Merci à vous quatre d'être présents.
Il est malheureux qu'un accident ait dû se produire pour que nous nous penchions sur ce problème.
Nous avons entendu votre témoignage aujourd'hui, de même que nous avons entendu celui de spécialistes et de gens de l'industrie. Plus nous entendons de témoignages, plus nous constatons que le problème est beaucoup plus grave qu'il n'y paraît à la surface. Comme vous l'avez dit, l'alcool est présent dans notre société, tous les jours et de toutes les façons possibles. Non seulement il est présent, mais on en fait la promotion, et cela fait appel à plusieurs éléments, notamment nos comportements ou nos habitudes de rassemblement.
Dans la conclusion de la présentation de Mme Paradis, que nous avons entendue plus tôt aujourd'hui, elle disait principalement que l'accessibilité de l'alcool favorisait grandement les dérapages et le non-contrôle de cette consommation. Permettez-moi de faire un parallèle. Notre comité a étudié un projet de loi pour régir un autre type de consommation, celle du tabac. Pendant notre étude, il a été question des emballages neutres de cigarettes. On dit très clairement que la cigarette finit par tuer les gens qui la consomment. L'alcool ne finit peut-être pas toujours par tuer, mais il peut tuer beaucoup plus rapidement que la consommation de cigares ou de cigarettes. Pourtant, bien que leur vente aux jeunes soit illégale, ces boissons alcoolisées se retrouvent sur les tablettes dans les dépanneurs et sont facilement accessibles, alors que les paquets de cigarettes sont cachés en arrière du comptoir et ne sont pas accessibles aux jeunes.

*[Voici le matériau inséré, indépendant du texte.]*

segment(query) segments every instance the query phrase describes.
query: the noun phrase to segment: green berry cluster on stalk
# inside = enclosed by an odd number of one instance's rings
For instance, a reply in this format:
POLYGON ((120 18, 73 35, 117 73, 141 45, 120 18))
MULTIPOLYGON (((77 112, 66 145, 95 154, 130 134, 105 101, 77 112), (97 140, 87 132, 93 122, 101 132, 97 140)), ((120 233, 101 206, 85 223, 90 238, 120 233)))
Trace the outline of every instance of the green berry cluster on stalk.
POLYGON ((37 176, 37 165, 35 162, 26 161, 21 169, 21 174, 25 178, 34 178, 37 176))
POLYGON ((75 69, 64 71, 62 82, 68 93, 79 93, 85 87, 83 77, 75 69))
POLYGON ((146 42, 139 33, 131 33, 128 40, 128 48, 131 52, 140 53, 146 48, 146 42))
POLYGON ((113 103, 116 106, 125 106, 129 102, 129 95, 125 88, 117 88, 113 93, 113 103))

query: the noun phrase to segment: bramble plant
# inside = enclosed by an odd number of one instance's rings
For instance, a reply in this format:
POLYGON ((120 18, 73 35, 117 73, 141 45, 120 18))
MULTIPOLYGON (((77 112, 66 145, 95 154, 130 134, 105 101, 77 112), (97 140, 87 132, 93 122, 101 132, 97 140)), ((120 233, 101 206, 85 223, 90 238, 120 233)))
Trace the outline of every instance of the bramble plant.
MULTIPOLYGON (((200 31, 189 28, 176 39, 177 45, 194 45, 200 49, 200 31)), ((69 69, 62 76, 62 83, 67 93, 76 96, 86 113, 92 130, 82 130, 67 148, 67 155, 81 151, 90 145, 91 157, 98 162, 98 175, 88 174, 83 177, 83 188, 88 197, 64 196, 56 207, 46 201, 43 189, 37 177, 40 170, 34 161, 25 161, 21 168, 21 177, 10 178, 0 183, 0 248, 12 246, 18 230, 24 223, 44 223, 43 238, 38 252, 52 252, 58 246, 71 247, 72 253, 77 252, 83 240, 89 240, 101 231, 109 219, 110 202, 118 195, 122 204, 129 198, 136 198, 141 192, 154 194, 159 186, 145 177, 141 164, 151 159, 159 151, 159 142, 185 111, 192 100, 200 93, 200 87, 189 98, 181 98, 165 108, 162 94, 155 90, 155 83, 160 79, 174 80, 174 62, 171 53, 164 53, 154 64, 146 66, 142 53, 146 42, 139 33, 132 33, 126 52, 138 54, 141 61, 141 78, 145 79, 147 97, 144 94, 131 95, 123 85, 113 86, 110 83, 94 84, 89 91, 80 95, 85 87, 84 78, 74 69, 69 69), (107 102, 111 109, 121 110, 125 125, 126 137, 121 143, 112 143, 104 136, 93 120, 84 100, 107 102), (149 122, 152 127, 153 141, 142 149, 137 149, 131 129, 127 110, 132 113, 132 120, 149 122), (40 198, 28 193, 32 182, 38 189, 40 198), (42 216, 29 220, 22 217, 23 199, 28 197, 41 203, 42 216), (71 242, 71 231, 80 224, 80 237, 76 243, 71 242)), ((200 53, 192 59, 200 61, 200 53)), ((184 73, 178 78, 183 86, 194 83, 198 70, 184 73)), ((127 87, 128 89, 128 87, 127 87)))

Je ne sais pas si, de votre côté aussi, vous pensez que la question de l'accessibilité doit être repensée ou qu'il faut prendre plus de précautions à cet égard. Les gens de l'industrie, qu'il s'agisse de Bière Canada ou d'autres, défendent leur position. En bons pères de famille, ils veulent s'assurer d'avoir les bons produits aux bons endroits. Or comment se fait-il que ces produits soient aussi facilement accessibles aux jeunes? Vous parlez de cas où les jeunes volent ces produits pour les consommer. S'ils avaient voulu voler des cigarettes, cela aurait été beaucoup plus difficile.
La disponibilité n'est-elle pas un problème important, selon vous? Messieurs Westcott, Helie et Harford, que pensez-vous de l'accessibilité des produits?
Monsieur Laliberté, je vais vous poser une autre question tout à l'heure.